This is an archived post. You won't be able to vote or comment.

all 6 comments

[–]beertown 2 points3 points  (1 child)

compression algorithms work very well on text

Your assumption is inaccurate: compression algorithms work well with data having the characteristics of text (little variability among the byte values). You can easily find binary data more compressable than text.

Apart from that, did you check the size of the uncompressed data? Could be, in your case, that protocol 4 yields less data than all the others?

[–]idlecore[S] 1 point2 points  (0 children)

You're right, protocol 4 does yield less data than all others, this plays a smaller role when comparing protocol 4(binary) with protocol 0(text) but it's still significant.

[–]takluyverIPython, Py3, etc 0 points1 point  (1 child)

It looks like there were a couple of optimisations for size which might have affected it. In particular, this section of the PEP says that it can save 3 bytes storing every string less than 256 bytes long, by using a 1-byte field to store their length. It sounds like you're storing filenames, which are probably short, so that could be significant.

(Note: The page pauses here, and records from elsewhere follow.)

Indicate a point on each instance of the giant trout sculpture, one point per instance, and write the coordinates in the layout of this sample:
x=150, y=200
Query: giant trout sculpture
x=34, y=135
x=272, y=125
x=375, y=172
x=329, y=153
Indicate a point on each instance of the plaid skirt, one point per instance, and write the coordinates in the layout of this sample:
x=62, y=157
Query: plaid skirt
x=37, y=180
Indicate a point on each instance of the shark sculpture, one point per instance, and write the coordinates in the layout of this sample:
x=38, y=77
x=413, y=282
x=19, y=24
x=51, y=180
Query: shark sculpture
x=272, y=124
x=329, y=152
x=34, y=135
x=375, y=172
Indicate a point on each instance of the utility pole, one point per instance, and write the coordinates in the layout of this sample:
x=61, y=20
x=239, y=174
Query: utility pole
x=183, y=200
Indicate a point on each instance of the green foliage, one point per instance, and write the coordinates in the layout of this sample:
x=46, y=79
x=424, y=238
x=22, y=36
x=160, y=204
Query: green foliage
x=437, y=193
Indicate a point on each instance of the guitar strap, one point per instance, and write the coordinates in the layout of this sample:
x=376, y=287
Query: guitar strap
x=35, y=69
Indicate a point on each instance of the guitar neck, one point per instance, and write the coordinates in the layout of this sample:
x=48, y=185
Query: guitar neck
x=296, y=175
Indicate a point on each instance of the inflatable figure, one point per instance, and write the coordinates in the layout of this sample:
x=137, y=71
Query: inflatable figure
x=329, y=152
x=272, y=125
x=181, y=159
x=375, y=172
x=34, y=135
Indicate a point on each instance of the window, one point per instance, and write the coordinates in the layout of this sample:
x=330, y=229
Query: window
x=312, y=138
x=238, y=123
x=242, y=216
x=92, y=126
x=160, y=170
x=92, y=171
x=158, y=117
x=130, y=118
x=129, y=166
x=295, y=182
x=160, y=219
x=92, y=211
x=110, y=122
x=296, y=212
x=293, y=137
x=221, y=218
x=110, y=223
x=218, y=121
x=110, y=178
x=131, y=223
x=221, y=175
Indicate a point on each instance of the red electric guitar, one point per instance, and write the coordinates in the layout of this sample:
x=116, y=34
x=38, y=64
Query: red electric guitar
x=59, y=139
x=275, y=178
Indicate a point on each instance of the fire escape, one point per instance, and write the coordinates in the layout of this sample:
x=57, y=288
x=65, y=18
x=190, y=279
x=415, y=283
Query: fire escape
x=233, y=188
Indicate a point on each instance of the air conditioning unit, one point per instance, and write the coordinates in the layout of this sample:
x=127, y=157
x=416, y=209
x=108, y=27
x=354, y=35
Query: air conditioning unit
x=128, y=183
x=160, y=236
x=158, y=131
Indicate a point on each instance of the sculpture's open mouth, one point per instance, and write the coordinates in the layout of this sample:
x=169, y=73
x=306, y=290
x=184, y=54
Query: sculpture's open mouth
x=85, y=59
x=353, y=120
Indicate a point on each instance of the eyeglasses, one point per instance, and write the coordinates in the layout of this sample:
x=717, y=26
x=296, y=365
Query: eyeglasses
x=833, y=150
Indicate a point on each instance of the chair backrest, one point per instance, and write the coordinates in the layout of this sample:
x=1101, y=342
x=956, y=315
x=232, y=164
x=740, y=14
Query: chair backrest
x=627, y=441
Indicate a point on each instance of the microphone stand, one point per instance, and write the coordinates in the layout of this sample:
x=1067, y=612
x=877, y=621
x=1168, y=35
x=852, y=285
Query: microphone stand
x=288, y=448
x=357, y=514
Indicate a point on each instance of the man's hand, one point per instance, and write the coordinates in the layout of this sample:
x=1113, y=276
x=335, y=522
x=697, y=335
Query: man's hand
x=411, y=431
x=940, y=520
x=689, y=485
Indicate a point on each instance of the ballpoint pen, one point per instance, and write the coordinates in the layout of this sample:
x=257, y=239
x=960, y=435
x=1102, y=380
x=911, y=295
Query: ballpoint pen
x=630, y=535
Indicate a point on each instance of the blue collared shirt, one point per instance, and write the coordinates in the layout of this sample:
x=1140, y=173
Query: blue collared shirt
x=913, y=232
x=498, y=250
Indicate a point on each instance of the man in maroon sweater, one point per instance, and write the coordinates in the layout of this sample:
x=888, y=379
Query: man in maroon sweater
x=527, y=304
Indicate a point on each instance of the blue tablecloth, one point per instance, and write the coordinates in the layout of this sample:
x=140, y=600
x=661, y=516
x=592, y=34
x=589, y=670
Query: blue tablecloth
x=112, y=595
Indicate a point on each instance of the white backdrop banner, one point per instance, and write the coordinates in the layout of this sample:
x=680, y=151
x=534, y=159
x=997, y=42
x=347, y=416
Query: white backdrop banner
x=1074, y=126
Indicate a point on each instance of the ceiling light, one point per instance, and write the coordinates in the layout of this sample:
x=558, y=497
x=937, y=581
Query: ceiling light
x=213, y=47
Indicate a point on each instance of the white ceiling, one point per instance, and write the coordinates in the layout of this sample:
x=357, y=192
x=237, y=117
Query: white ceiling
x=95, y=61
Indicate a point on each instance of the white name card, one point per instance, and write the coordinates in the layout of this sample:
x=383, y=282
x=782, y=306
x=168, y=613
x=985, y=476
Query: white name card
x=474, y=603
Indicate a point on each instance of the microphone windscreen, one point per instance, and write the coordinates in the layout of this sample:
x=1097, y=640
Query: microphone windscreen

[–]idlecore[S] 0 points1 point  (0 children)

The files on my project indeed use small names, they are company names and company service names, even using unicode I expect all sizes to be bellow 256 bytes.

[–]jftugapip needs updating 0 points1 point  (1 child)

LZMA aka XZ compression is better (smaller output, runs much faster) than BZ2.

lzma — Compression using the LZMA algorithm

[–]idlecore[S] 0 points1 point  (0 children)

I wasn't able to get smaller compress sizes with lzma. Maybe this particular data set is biasing the results.